Sure, we learned a lot about the latter with the introduction of the ACA (Patient Protection and Affordable Care Act). We are now somewhat familiar with premiums, deductions, co-pays and the like.
But, that’s health insurance. When you buy a home, you’ll be required to buy certain policies of a different type and some you may want to consider, depending on region.
Let’s start with the basics of mandatory insurance—those policies you may be required to purchase before you close on the home.
The home purchase transaction doesn’t involve just the buyer and seller. Other entities, such as the lender, have interests to protect as well. And financial protection is what insurance is all about in the homebuying process.
When an offer is accepted, the lender begins the process of determining whether the home is worth what you’ve promised to pay, whether you qualify for a mortgage and whether there are any problems with the home’s title.
These problems are known by several nicknames, such as “clouds on the title” or “title defects.”
Is the homeowner who is selling you the home actually the owner and does he or she have a legal right to sell it?

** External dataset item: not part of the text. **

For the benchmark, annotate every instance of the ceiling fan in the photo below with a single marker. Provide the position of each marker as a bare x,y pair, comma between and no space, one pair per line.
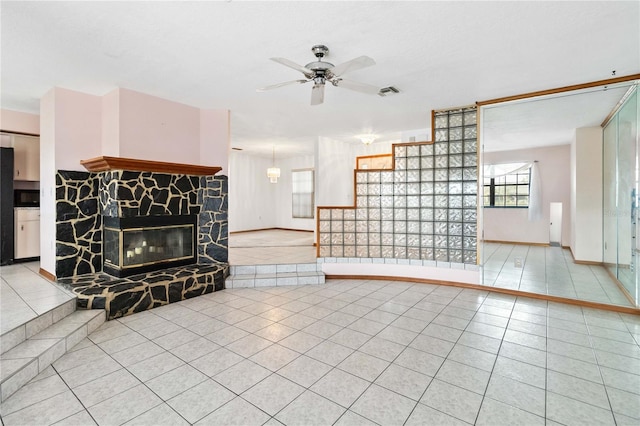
320,72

Is there anyone else who may have a claim, full or partial, to the property?
The title search will also include learning if there are liens against the home, outstanding judgments and unpaid taxes, among other issues.

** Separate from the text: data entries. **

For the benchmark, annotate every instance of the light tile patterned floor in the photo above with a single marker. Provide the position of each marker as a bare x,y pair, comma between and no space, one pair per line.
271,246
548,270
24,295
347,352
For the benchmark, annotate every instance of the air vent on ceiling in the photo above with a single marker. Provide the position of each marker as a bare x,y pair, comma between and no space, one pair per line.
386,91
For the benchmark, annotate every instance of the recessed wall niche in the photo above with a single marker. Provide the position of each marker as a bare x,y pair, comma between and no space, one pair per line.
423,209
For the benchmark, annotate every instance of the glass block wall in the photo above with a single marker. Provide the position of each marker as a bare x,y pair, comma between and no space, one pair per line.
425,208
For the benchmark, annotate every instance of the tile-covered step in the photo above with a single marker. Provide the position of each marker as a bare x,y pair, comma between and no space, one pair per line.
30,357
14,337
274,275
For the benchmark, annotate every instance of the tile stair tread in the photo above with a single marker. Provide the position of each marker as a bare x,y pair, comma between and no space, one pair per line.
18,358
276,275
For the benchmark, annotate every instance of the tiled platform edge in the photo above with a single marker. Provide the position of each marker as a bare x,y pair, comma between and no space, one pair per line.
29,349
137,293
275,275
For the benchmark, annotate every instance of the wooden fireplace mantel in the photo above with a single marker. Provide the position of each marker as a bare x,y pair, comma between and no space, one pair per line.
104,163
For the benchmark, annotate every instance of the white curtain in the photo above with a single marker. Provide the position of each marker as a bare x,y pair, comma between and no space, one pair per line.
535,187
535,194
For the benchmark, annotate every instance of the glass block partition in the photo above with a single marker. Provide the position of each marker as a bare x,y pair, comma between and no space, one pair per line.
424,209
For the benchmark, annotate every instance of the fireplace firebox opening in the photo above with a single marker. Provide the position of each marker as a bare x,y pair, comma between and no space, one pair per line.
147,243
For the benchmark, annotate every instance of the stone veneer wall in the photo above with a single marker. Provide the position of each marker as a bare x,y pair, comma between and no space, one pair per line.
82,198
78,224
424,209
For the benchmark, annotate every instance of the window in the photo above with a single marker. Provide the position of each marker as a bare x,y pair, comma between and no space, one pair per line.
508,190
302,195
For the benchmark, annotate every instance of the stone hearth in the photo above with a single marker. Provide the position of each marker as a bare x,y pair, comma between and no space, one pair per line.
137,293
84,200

The title officer will perform a search of public records to find the answers and then issue a report known as the abstract of title or preliminary title report.
Anything of a negative nature that will affect the lender will be brought to the seller’s attention so that it can be remedied. The lender will not issue funds to you to purchase until this is done.

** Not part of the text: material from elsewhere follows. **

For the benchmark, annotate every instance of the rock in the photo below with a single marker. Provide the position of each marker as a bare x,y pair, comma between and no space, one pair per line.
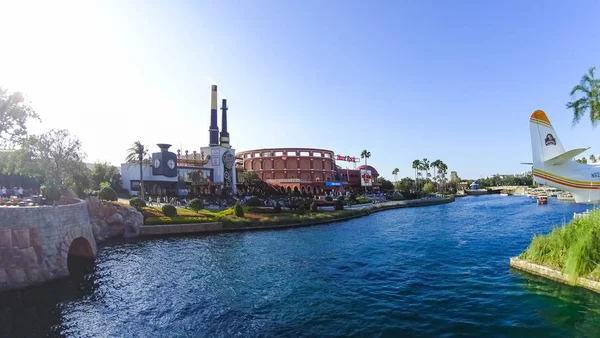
109,220
115,219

If the title is clean, on the other hand, the lender will go ahead with the loan, but will expect a title insurance policy to be issued in case anything crops up in the future.
This policy is known as a lender’s policy and it’s required. There is a separate policy to protect the owner, which is optional. Your real estate agent can advise you on whether or not to purchase this policy.
Private mortgage insurance
Homebuyers have a love-hate relationship with private mortgage insurance, or the mortgage insurance premium in the case of the FHA-backed loan.
It’s an additional expense not only at closing, but every month for the life of the loan (in many cases).
Without it, however, borrowers who can’t come up with a 20% down payment would be unable to purchase a home.
Learn more about private mortgage insurance from the Consumer Financial Protection Bureau and you’ll find additional information about FHA’s mortgage insurance premium online at hud.gov.
We’ve so far learned that title insurance protects the lender against future claims against the property, PMI (or MIP) protects them in case you default on the loan.
What happens if the home burns down or experiences another calamity? This is where homeowners insurance enters the picture.
The difference between this insurance and the two previously mentioned is that homeowners insurance also protects the homeowner.
A standard policy is unlikely to cover the home for certain disasters, such as flood and earthquake. If the home is in a flood zone, however, you can purchase a separate insurance policy, under certain circumstances.
“Flood insurance is available to anyone living in one of the 23,000 participating NFIP communities,” according to officials at FEMA.gov. NFIP is short for the National Flood Insurance Program.
Government-backed loans typically require this insurance if you live in a flood zone.
Yes, there is a lot to consider when purchasing a home. Do yourself a favor and consult with your insurance agent early in the process. He or she will help you determine which type of homeowners insurance is right for you and your lender.